Randy Gregory’s powerful strip sack kills promising Patriots drive
The tone of the game was set early on: the Cowboys weren’t going to get any benefit of the doubt from the officials, including two missed roughing penalties against Dak Prescott, while rookie Mac Jones was clearly feeling it early.
After Prescott had a pass batted into an interception in the endzone, the Patriots were driving with a 14-7 lead and looking to take a commanding lead early. It didn’t take long before Jones moved his offense to the Dallas 25-yard line. He then threw a touchdown strike that got negated by a holding penalty, which led to this splash play:
Randy Gregory absolutely blew by the right tackle and laid down the hammer on Jones, who had no idea 94 was even there. The ball came loose and Chauncey Golston scooped it up. The Cowboys only got a field goal off of the takeaway, but the more important part was preventing what seemed like a sure bet at points and not allowing New England to get a big lead.
The missed Dak Prescott touchdown run leads to a turnover
What sacrifice must be made to the football gods? For the second time this season, Prescott ran a quarterback sneak on the goal line that very obviously crossed the plane only for the refs to mark him short. This came on the Cowboys’ drive right after the blocked punt, a play that would be getting its own shoutout here had the missed touchdown call not happened.
Of course, the next play resulted in a touchdown that was immediately reviewed and overturned as a fumble. That was probably the right call, although it’s hard to describe the footage as conclusive evidence. Either way, that play shouldn’t have happened in the first place, and instead of Dallas holding a 17-14 lead at halftime they were down 14-10.
Connor Williams’ phantom holding penalty alters drive
The Patriots’ run game came alive late in the fourth quarter and steamrolled Dallas for a touchdown to go up 21-20, but Prescott quickly engineered a drive that moved the Cowboys down the field. It looked like it would only be a matter of time until they had the lead back.
On second down and two from the Patriots’ 33-yard line, Dak handed it off to Tony Pollard, who ran for a first down. But a hold was called on Connor Williams, backing them up 10 yards and erasing the first down run. Problem is that there didn’t appear to be any hold on the replay, and Tony Romo even suggested as much.

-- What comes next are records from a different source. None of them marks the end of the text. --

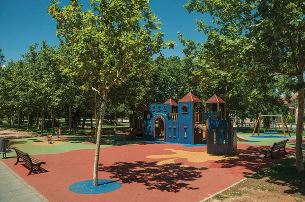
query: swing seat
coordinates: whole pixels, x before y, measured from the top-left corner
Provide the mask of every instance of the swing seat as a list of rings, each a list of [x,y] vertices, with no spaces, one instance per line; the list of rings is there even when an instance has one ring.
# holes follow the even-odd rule
[[[265,131],[264,133],[265,134],[278,134],[279,132],[277,131]]]

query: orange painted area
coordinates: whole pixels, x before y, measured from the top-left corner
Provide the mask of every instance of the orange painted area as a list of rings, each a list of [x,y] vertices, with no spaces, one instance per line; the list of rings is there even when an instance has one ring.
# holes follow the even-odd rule
[[[172,149],[165,150],[169,148]],[[46,172],[30,176],[22,163],[14,165],[15,158],[3,162],[50,201],[198,201],[276,161],[264,158],[262,148],[238,144],[239,154],[235,158],[208,156],[205,146],[178,144],[101,148],[99,179],[117,181],[122,186],[100,194],[81,194],[69,190],[72,184],[92,179],[94,149],[33,155],[46,162],[42,166]],[[294,150],[288,148],[287,151],[292,153]],[[277,159],[289,155],[279,154]],[[169,158],[163,158],[165,156]],[[165,160],[170,163],[159,165]]]
[[[174,163],[174,160],[178,158],[186,159],[188,162],[190,162],[202,163],[208,160],[217,160],[236,158],[236,156],[208,154],[206,153],[206,151],[192,152],[185,150],[177,150],[173,149],[164,149],[164,150],[170,150],[171,152],[175,153],[175,154],[152,155],[147,156],[146,158],[152,159],[170,158],[170,159],[164,160],[159,162],[158,163],[158,165],[164,165],[168,164],[171,162],[172,163]],[[172,159],[173,158],[174,158]]]
[[[66,144],[65,142],[57,142],[54,141],[52,142],[52,144],[49,144],[48,142],[41,142],[39,143],[35,143],[34,145],[63,145]]]

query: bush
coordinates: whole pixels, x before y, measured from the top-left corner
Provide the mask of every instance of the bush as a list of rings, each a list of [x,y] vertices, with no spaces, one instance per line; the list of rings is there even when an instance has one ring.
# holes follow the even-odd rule
[[[54,127],[59,127],[60,125],[60,120],[55,119],[54,120]],[[44,128],[52,128],[52,119],[45,120],[43,122],[43,127]]]

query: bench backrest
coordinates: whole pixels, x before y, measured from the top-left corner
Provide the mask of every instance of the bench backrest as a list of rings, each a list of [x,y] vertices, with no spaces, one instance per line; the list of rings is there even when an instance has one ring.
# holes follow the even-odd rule
[[[289,141],[288,139],[284,140],[283,141],[279,142],[278,143],[274,143],[272,147],[272,150],[274,151],[278,149],[280,149],[282,148],[285,147],[287,142]]]
[[[21,158],[23,160],[24,163],[28,165],[32,164],[32,159],[30,159],[29,155],[21,150],[20,150],[15,147],[13,148],[16,151],[17,157],[18,158]]]

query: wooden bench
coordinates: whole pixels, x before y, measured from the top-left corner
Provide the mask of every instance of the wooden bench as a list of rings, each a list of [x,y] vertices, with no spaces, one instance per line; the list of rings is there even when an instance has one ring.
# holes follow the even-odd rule
[[[46,164],[45,162],[41,161],[32,156],[29,156],[29,155],[27,154],[27,153],[25,153],[15,147],[13,147],[13,148],[17,154],[17,162],[15,163],[15,165],[17,165],[19,162],[24,162],[24,163],[25,163],[25,165],[30,169],[29,173],[28,173],[27,175],[30,175],[34,171],[39,171],[41,172],[41,165],[42,164]],[[20,160],[20,159],[22,159],[23,161]],[[36,169],[34,170],[34,168]]]
[[[114,128],[102,128],[102,134],[114,133]]]
[[[95,128],[91,128],[91,132],[89,132],[90,134],[95,134]]]
[[[285,153],[287,153],[287,152],[286,152],[286,149],[285,149],[285,147],[286,147],[286,144],[287,143],[287,142],[289,141],[288,139],[284,140],[283,141],[281,141],[279,142],[278,143],[274,143],[274,144],[273,144],[273,146],[272,146],[272,147],[271,148],[269,149],[264,149],[263,150],[262,150],[262,151],[265,152],[265,157],[264,158],[266,158],[267,157],[267,154],[268,153],[270,153],[270,156],[271,156],[271,157],[273,159],[275,159],[274,157],[273,157],[272,153],[273,151],[276,151],[276,150],[278,150],[278,152],[279,152],[280,151],[284,151],[285,152]],[[281,149],[283,148],[283,150],[281,150]]]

The Cowboys ended up getting in field goal position - and then missing said field goal - but it never would have been that way had this phantom penalty not been called. The offense was moving the ball efficiently, but this penalty threw them off their rhythm and resulted in attempting a field goal from the 33-yard line, which is where they were when the phantom hold was called initially.
Cedrick Wilson’s athletic fingertip grab keeps tying drive alive
After a bizarre series of plays in which Trevon Diggs got a surprise go-ahead pick six before Kendrick Bourne caught a 75-yard touchdown pass to out New England right back up again, the Cowboys sent Prescott and the offense out needing a field goal to tie things up and a touchdown to win.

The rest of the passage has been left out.